3. How about the newer MinGW-W64?

MinGW-W64 is a newer project different from the original MinGW, sharing the name only. It fixes the above disadvantages of MinGW in its own way. Unlike the original MinGW, it does have its own run-time support library. It is actively developed and has many features, but it is complicated. It provides a whole separate environment that has to be used as a porting target, and still a fork of Cygwin.

Cygnal is cleverly simple: just a small number of patches against Cygwin, producing a modified DLL. Cygnal doesn't fork and mutate the entire Cygwin environment. Cygwin's own native toolchain is used directly to build a program as a Cygwin executable, which can then be deployed with the cygwin1.dll from Cygnal.

Whether to use MinGW-W64 or Cygnal isn't a simple decision. The focus in MinGW-W64 seems to be to provide support for a large number of Windows API's, by providing header files for them. Some of the purported advantages of MinGW-W64 over the original MinGW are also advantages of Cygnal. For instance, 64 bit support.

Some developers like myself don't require a large number of Windows API's; I want to have a native Windows version of my cross-platform program that runs on Unixes. I want the POSIX interfaces which that program is using to take on a Windows flavor, where it makes sense, while having the option to use Windows interfaces.

The need for more Windows header files is not a good reason to fork off an entire project like MinGW-W64, in my opinion; such headers could be provided as a package under Cygwin. Cygwin has some coverage of the Windows API; that could be extended.

My program, for the sake of which I started Cygnal, is a dynamic language which has a FFI (foreign function interface). With FFI, I can use the language to attach to any Windows DLL and use its functions without compiling any C code. That doesn't involve the use of a C language header file, so I don't care whether or not I have a header file for that particular API. For example, the language executable doesn't link to user32.dll at all. Yet, from within the language, we can open user32.dll and call MessageBox, like this:

C:\Users\kaz>txr
This is the TXR Lisp interactive listener of TXR 176.
Use the :quit command or type Ctrl-D on empty line to exit.
1> (with-dyn-lib "user32.dll"
     (deffi messagebox "MessageBoxW" int (cptr wstr wstr uint)))
#:lib-0172
2> (messagebox cptr-null "Hello" "World" 0) ;; 0 is MB_OK
    
Lo and behold, the message box appears, with the text "Hello", and the window title "World".

4. What support is there for Cygnal?

Cygnal is offered without a warranty or support. If you have an issue with Cygnal, please start a discussion in the mailing list. If the issue affects an application under Cygwin without the use of Cygnal, please contact the Cygwin project. That said, Cygnal doesn't keep up with every latest development in the Cygwin stream: users affected by a Cygwin issue that has been fixed upstream and not yet backported into Cygnal should contact the Cygnal mailing list.
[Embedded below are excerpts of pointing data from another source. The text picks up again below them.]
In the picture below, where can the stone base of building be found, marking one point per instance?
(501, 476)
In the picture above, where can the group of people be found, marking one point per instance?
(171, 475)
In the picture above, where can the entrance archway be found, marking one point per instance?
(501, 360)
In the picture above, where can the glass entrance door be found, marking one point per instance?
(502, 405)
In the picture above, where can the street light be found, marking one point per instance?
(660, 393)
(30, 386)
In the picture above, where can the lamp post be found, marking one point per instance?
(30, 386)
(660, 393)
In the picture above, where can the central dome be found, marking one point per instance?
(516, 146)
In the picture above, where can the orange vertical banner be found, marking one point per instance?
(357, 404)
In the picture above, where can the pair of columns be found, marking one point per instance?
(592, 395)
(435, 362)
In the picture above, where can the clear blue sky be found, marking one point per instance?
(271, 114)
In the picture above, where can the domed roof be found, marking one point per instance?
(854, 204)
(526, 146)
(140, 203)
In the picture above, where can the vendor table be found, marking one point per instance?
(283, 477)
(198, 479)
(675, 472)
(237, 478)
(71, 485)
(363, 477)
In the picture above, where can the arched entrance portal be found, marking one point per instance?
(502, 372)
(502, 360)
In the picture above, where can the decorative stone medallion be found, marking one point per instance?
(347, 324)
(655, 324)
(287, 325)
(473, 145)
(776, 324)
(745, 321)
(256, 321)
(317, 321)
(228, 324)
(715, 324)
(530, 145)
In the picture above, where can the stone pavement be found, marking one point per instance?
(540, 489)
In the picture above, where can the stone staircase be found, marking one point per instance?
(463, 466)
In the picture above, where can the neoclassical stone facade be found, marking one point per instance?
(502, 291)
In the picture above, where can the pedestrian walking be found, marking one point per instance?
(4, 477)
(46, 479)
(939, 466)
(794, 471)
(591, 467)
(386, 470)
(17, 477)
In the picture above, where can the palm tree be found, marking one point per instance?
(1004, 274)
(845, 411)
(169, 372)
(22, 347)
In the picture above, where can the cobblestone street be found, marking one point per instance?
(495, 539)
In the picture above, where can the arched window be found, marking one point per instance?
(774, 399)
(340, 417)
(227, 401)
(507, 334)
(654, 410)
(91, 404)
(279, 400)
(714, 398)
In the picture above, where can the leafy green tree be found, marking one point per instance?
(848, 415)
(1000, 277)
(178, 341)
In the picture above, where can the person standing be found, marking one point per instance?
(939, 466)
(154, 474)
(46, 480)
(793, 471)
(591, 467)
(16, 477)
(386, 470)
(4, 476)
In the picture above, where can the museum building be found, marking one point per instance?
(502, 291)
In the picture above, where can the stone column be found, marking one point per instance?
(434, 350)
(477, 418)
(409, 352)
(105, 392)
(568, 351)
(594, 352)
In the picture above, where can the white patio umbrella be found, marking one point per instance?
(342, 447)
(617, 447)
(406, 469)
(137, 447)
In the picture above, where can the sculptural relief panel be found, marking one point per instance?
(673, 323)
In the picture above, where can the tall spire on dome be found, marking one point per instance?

Like Cygwin, Cygnal is open source, of course, and has a public Git repository. Patches are welcome—or, at least, good and reasonable patches; please post such to the mailing list.

Keep in mind that Patches which interfere with drop-in compatibility between the Cygwin's cygwin1.dll and the equivalent DLL in Cygnal conflict with the scope and purpose of the Cygnal project, and will almost certainly not be accepted.